# Sumptaer Valley Railroad Video



## jbwilcox (Jan 2, 2008)

I shot this short video last year on the Sumpter Valley Railroad. 

This is my first attempt to upload a video, so I hope that it works.

If it does not load, hopefully someone will come along and tell me what I did wrong.

John

http://www.youtube.com/v/D5...ram> name="allowFullScreen" value="true">


----------



## Jerrys RR (Jun 28, 2010)

Great video - played perfectly. Thanks for posting it.

Jerry


----------



## jbwilcox (Jan 2, 2008)

Here is a little information about the SVRR:



The whistle of a steam train echoing through the hills, a sound that has all but disappeared in the world.This is a sound almost unknown to the younger generation, yet there is a reminder of this bygone age. 


The SVRR was resurrected for the sole purpose of preserving the machines that moved America into a new age. The Sumpter Valley Railway did not change the world, but it did bring the world to hundreds along its narrow gauge rails. For over half a century the trains kept the communities it served alive. Hauling the gold, lumber, freight, and passengers that wanted to see what lay beyond the horizon. Sadly, nothing could stop the endless march of progress and the line that started so much faded into oblivion, and with it, a way of life. The antiquated equipment of the SVRy was cast to the wind, its grades abandoned, and in some places paved over for the next generation in transportation. 

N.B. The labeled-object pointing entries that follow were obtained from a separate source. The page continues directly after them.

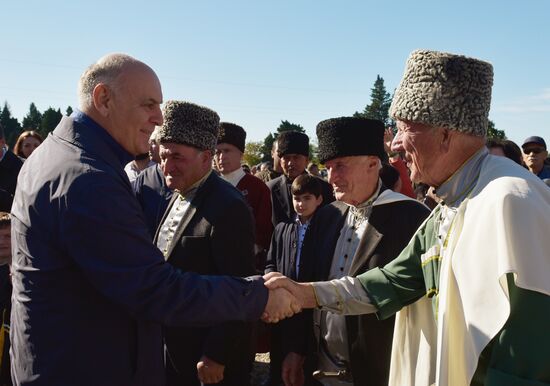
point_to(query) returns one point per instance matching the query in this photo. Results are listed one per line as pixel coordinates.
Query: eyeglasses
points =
(535, 150)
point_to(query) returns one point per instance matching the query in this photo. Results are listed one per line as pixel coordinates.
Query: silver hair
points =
(106, 70)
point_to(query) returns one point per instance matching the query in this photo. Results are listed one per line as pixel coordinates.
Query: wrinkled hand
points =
(388, 139)
(293, 369)
(280, 304)
(209, 371)
(303, 292)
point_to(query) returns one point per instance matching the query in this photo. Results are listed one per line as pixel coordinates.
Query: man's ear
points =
(102, 97)
(446, 138)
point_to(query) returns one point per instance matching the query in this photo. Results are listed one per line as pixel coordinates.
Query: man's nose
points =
(396, 144)
(157, 118)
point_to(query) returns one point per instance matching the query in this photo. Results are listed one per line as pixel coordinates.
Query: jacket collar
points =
(89, 136)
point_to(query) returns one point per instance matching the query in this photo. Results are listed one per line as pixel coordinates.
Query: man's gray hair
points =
(106, 70)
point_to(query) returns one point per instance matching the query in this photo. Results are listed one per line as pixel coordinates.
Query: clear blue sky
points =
(259, 62)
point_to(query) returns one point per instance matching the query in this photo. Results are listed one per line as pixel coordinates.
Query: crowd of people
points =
(137, 249)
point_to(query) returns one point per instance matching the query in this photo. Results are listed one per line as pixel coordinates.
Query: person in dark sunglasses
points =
(534, 156)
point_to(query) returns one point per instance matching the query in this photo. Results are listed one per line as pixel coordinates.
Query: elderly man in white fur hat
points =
(471, 289)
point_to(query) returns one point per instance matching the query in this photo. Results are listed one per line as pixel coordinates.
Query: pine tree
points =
(12, 128)
(50, 119)
(287, 126)
(33, 119)
(493, 132)
(380, 104)
(268, 141)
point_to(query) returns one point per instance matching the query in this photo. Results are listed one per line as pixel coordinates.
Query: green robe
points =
(518, 355)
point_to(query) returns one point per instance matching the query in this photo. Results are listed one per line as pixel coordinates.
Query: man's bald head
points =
(107, 70)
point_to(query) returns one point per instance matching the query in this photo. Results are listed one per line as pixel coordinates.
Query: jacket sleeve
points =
(103, 231)
(233, 252)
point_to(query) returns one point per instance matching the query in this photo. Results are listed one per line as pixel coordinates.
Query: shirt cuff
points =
(345, 296)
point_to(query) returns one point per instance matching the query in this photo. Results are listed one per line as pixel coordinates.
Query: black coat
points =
(292, 334)
(90, 289)
(9, 170)
(389, 229)
(281, 199)
(215, 237)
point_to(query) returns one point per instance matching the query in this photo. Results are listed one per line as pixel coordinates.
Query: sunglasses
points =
(535, 150)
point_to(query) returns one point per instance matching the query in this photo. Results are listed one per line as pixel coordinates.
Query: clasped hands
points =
(286, 297)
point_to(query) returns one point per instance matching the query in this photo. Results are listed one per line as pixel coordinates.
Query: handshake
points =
(286, 297)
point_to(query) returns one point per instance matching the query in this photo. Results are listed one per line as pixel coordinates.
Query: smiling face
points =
(183, 165)
(132, 108)
(29, 145)
(293, 165)
(534, 156)
(306, 204)
(420, 145)
(227, 158)
(354, 179)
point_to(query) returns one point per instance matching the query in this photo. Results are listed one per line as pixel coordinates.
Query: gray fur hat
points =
(189, 124)
(445, 90)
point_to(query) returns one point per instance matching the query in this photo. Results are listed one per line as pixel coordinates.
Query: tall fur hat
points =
(445, 90)
(349, 136)
(292, 142)
(189, 124)
(232, 134)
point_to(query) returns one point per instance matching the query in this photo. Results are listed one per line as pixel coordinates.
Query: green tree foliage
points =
(12, 128)
(33, 119)
(287, 126)
(50, 119)
(253, 153)
(380, 104)
(268, 141)
(493, 132)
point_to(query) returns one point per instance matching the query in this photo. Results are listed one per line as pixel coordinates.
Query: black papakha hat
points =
(349, 136)
(189, 124)
(232, 134)
(292, 142)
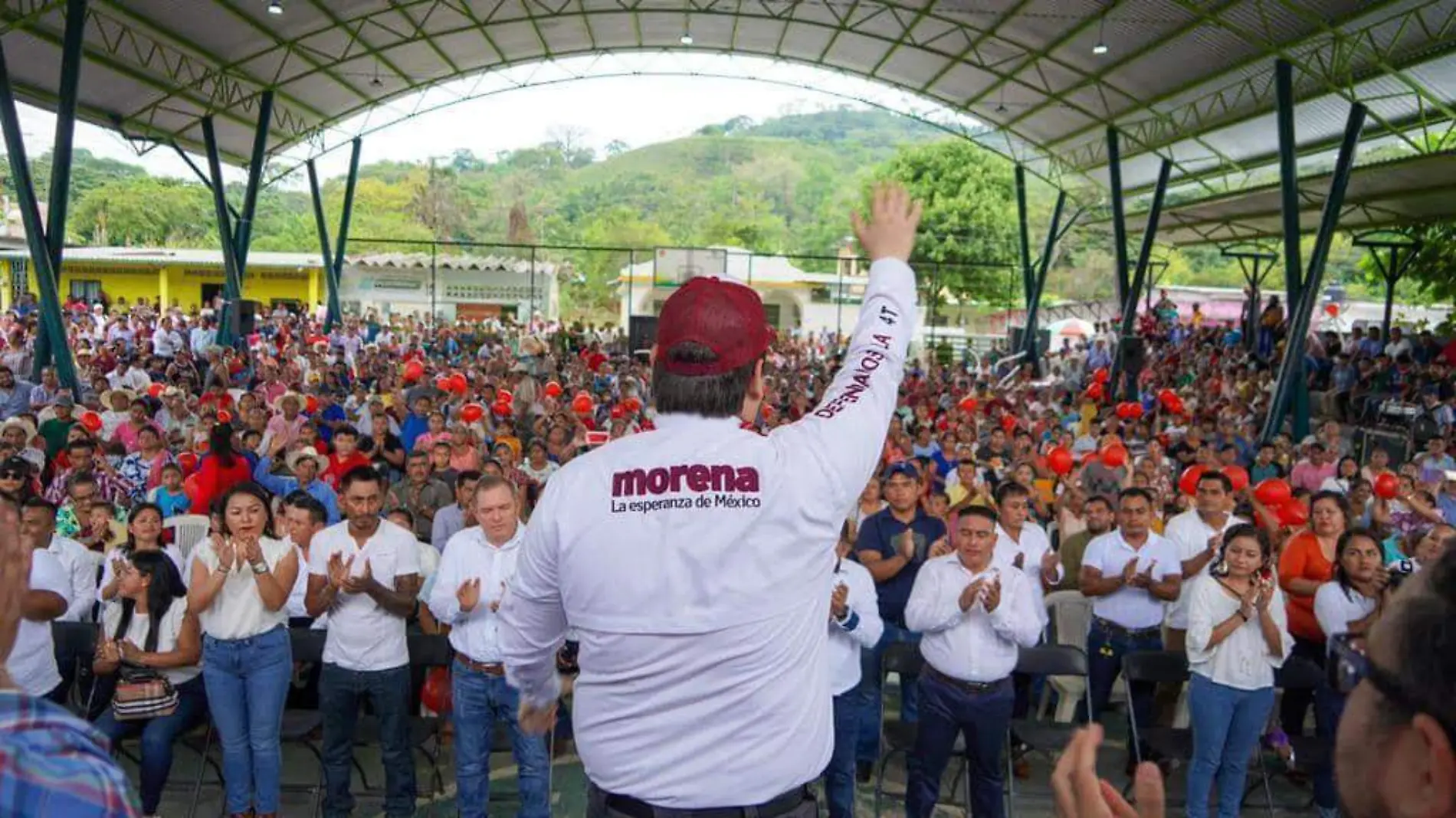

Thankfully the happy memories of the trains were not allowed to die. In 1970 a group dedicated to the preservation and interpretation of the areas history, primarily the railroad, started the slow task of rebuilding a piece of our heritage. Equipment was acquired from all over the nation, rails were laid, and the first train of the Sumpter Valley Railroad Restoration rolled out of McEwen station on July 4, 1976. 
The trains are still running a quarter century later, though quite a lot has changed since the restorations humble beginnings. The railroad now stretches over five miles from McEwen to the historic gold town of Sumpter. Passing through beautiful countryside you'll notice the land is scarred in places by mans incredible lust for wealth. Each piece of restored equipment has its own story to tell, ranging from the last surviving Sumpter Valley clerestory coach built in 1882 to the "youngsters" of the railroad, identical twin steam locomotives constructed by the American Locomotive Company for the SVRy in 1920. Our ever growing collection of railway artifacts encompasses a large part of the countries narrow gauge past, with cars from as far away as Pennsylvania and Alaska. 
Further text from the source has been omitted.